Most good stories are about a character (the hero or heroine) that the reader can empathise with, facing a crisis, problem or opportunity that disrupts their life, and which leads to relentless escalation of tension until it reaches a satisfactory climatic ending and resolution. Sounds simple, but of course it’s not.

At the heart of all good stories is conflict between the hero’s/heroine’s goal (what he wants, or wants to avoid as a result of the problem or opportunity they face) and the obstacles in his/her way. This raises the story question: will he/she succeed, fail, or abandon his/her goal. And what will be the consequences?

In his book, Story Physics, Larry Brooks, says the impending collision of the hero’s goal and those obstacles is what creates dramatic tension. In Brooks’ view, without conflict there is no story.

One of the great masters of dramatic tension was Alfred Hitchcock. One of the tricks he used was to let the audience know, or hint that something was about to happen, which the characters themselves did not know about. Do you remember the shower scene from ‘Psycho’? You knew something was going to happen before it happened, but it still makes you want to jump out of your chair. Another device that the movie makers use to build dramatic tension is a ticking time clock. Something dreadful is going to happen if the hero/heroine doesn’t get there in time. Remember those old black and white movies with the damsel tied to the rails and the train coming along. Well, perhaps you’re too young for that. Dramatic tension is an important quality that makes the reader want to find out what’s going to happen next. It’s a page-turner.

Another example of good dramatic tension is in the Hunger Games. After volunteering to take her sister’s place at the Hunger Games, Katniss is perpetually in fear that at some stage she will lose her life in the games. Only one contestant can survive. In one scene she is trapped up a tree with her would be killers on the ground below her with their spears and bow and arrows. What is she to do? If you’ve read the book you’ll know the answer. If you haven’t I won’t spoil it for you. Dramatic tension.

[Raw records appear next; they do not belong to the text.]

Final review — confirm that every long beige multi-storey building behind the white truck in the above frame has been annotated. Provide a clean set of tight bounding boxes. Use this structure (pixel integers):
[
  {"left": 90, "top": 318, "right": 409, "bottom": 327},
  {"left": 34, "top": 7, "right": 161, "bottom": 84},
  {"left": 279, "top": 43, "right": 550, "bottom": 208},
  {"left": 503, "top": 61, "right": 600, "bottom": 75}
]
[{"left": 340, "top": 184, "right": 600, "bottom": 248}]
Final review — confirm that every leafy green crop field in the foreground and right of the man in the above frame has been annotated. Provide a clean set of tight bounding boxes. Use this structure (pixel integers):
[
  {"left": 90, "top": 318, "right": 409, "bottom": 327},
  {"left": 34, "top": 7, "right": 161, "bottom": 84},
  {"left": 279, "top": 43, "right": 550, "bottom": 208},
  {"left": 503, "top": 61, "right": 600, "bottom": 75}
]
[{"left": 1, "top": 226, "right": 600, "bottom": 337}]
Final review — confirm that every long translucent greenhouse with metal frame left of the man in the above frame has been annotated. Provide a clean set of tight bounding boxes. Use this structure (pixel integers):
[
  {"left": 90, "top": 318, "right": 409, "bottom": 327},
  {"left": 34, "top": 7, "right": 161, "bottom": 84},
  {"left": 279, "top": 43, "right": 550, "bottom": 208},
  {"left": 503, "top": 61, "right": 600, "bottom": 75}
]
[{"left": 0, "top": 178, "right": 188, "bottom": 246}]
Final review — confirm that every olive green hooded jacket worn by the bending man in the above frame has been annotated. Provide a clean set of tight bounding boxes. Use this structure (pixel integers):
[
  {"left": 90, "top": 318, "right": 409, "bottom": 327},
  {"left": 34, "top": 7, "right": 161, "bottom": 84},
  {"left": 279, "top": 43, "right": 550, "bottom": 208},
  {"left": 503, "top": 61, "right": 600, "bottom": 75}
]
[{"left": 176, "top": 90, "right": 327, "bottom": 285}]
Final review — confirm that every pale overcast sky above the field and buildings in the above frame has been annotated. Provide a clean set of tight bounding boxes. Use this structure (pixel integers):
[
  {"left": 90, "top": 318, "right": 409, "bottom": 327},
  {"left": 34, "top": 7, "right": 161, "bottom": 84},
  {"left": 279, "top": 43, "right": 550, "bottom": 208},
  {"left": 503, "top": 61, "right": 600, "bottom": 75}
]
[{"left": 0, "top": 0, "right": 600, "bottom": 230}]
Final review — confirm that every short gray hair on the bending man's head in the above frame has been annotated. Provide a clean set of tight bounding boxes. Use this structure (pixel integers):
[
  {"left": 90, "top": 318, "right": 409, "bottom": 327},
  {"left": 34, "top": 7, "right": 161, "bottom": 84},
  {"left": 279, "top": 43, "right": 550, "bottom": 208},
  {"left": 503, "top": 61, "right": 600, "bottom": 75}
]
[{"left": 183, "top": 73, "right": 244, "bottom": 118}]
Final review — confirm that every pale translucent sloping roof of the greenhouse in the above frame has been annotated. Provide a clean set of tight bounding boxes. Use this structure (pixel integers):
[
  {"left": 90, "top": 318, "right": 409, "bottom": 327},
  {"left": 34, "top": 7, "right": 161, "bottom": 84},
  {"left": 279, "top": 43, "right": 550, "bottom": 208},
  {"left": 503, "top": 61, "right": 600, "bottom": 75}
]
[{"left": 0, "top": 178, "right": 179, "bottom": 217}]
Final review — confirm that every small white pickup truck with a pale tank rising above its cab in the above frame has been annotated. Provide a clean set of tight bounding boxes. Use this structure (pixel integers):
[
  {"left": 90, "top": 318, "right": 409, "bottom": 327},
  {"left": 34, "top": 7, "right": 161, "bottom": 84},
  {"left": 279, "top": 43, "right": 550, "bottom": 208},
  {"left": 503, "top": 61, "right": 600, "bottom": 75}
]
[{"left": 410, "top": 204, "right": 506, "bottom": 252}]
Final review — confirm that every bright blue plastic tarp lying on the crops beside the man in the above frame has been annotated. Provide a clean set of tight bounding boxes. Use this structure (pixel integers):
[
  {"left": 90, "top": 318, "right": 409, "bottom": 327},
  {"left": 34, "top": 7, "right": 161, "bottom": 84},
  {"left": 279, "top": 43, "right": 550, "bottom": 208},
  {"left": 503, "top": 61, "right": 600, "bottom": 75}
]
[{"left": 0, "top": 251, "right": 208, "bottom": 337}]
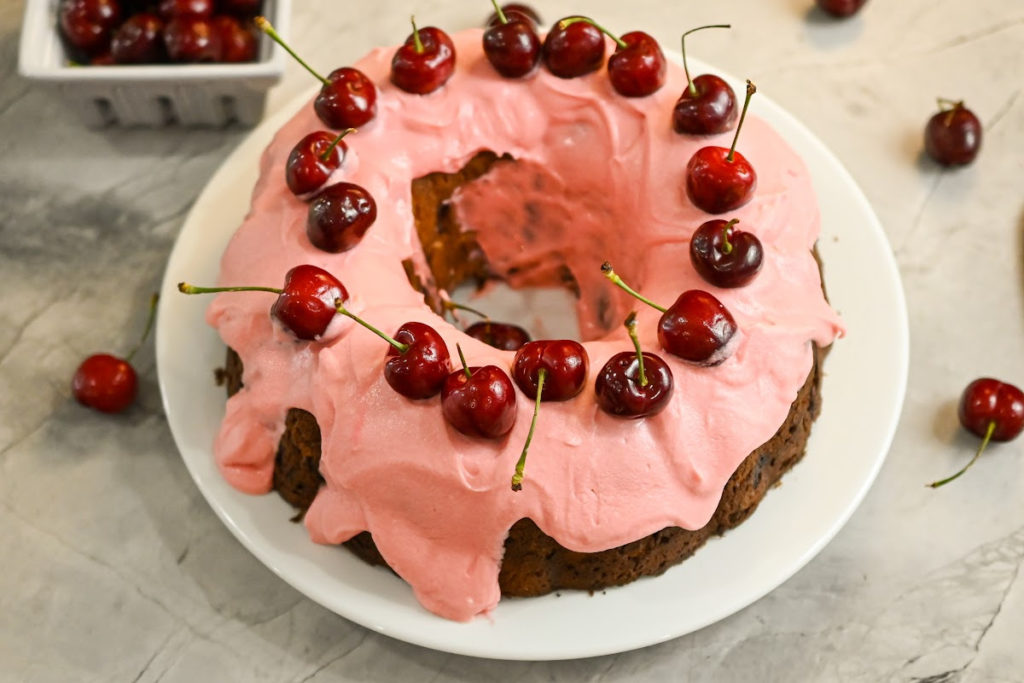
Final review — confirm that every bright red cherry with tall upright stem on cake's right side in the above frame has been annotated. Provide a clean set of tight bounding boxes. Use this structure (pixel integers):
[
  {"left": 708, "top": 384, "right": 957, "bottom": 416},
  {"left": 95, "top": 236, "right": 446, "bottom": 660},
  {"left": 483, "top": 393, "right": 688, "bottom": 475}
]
[{"left": 686, "top": 146, "right": 758, "bottom": 213}]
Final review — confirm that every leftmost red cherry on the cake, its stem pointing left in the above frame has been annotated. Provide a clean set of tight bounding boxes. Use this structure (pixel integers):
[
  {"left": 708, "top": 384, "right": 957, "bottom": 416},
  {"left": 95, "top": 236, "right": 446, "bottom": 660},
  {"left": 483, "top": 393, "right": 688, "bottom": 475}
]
[{"left": 270, "top": 265, "right": 348, "bottom": 340}]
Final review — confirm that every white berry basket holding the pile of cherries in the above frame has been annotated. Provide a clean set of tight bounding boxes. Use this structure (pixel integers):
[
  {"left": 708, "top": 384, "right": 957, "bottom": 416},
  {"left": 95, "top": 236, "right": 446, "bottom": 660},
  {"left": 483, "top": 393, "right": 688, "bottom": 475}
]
[{"left": 18, "top": 0, "right": 291, "bottom": 127}]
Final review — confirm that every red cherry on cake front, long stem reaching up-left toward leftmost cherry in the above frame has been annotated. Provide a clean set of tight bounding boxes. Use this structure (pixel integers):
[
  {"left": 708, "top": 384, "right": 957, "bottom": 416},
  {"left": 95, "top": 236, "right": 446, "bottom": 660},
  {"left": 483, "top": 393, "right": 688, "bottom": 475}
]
[{"left": 384, "top": 322, "right": 452, "bottom": 398}]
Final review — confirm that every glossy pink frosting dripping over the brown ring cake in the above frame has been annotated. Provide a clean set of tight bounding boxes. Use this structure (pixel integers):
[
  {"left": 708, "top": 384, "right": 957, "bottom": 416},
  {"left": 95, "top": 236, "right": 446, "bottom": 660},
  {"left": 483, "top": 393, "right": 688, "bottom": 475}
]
[{"left": 208, "top": 31, "right": 842, "bottom": 620}]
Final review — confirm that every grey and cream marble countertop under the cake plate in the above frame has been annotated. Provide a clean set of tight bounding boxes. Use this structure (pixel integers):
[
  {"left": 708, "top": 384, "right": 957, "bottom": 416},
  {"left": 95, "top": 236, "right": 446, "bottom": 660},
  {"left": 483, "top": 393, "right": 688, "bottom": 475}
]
[{"left": 0, "top": 0, "right": 1024, "bottom": 683}]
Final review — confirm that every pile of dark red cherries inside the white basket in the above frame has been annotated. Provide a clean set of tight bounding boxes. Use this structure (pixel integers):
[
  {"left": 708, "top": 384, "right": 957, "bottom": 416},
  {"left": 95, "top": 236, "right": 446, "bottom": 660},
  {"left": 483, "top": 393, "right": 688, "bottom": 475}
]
[{"left": 57, "top": 0, "right": 262, "bottom": 65}]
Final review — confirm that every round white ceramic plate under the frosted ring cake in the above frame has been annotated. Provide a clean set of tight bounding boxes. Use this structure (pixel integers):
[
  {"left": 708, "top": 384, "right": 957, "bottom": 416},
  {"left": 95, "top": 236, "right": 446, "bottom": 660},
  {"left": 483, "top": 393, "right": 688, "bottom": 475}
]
[{"left": 157, "top": 60, "right": 908, "bottom": 659}]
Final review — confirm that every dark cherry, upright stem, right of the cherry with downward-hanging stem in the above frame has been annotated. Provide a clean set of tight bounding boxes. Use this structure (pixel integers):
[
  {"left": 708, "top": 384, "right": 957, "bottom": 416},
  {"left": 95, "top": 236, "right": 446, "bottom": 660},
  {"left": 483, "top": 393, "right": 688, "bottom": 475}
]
[{"left": 594, "top": 351, "right": 675, "bottom": 418}]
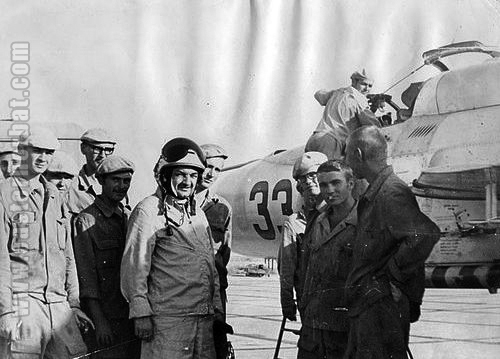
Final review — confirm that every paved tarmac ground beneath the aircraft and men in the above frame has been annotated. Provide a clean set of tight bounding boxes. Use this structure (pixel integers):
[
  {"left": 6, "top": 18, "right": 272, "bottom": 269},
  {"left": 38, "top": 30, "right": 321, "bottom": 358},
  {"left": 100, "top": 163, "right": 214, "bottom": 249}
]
[{"left": 227, "top": 274, "right": 500, "bottom": 359}]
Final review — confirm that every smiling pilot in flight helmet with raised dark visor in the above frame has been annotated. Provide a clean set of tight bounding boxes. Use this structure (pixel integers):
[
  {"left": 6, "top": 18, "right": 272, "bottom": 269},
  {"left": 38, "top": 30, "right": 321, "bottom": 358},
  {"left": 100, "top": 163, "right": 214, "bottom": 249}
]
[{"left": 121, "top": 138, "right": 222, "bottom": 359}]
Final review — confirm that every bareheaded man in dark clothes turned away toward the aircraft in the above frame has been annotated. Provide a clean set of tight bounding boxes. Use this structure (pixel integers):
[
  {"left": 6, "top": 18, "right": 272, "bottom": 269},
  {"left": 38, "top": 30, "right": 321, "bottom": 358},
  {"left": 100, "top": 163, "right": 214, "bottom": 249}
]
[{"left": 346, "top": 126, "right": 440, "bottom": 359}]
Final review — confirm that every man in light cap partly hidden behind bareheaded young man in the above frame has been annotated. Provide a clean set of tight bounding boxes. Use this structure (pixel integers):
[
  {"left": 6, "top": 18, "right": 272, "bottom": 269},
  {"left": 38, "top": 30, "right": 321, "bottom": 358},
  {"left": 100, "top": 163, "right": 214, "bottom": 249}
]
[{"left": 278, "top": 152, "right": 328, "bottom": 321}]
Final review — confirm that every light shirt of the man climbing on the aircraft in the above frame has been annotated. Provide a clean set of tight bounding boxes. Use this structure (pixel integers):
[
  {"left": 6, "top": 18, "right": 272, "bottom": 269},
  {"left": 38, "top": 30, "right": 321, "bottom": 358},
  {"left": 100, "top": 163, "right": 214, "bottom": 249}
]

The other factor that makes a story enjoyable from the reader’s perspective is hero empathy. If the reader doesn’t empathise with the hero then he/she is unlikely to want to read on. Generating reader empathy is all about the writer’s characterisation skills. Brooks’ suggests that the most compelling way to suck the reader into the story and root for the hero is to show how he/she feels about and responds to the challenges you’ve set for them as those events happen by wring from the hero’s point of view. Thus we can see into the hero’s head and see what he is thinking and feeling at the time.

Another reason why the reader may find a story enjoyable is what Brooks describes as vicarious experience: taking the reader to a place, time or situation that they couldn’t otherwise experience in real life, that’s inherently exciting, dangerous, titillating, forbidden or impossible. Why else would vampire romance and historical romance novels be so popular, not to mention science fiction and fantasy?

Dramatic tension, hero empathy and vicarious experience are three of the six realms of story physics that Brooks identifies in his book. You might be wondering about the other three. The first is a compelling narrative premise, question or promise at the heart of the story. That is a big subject in its own right and best left to a later blog. The other two are: exposition/pacing, and narrative strategy, which are more to do with the way the story is told.

In conclusion, the term ‘story’ might mean different things to different people. But if we look at story as the experience of the reader or audience from reading a novel or watching a movie, it is possible to identify those aspects of story that make it more enjoyable to the reader. In this respect dramatic tension from potential conflict, hero empathy and vicarious experience are all important factors for a writer to consider.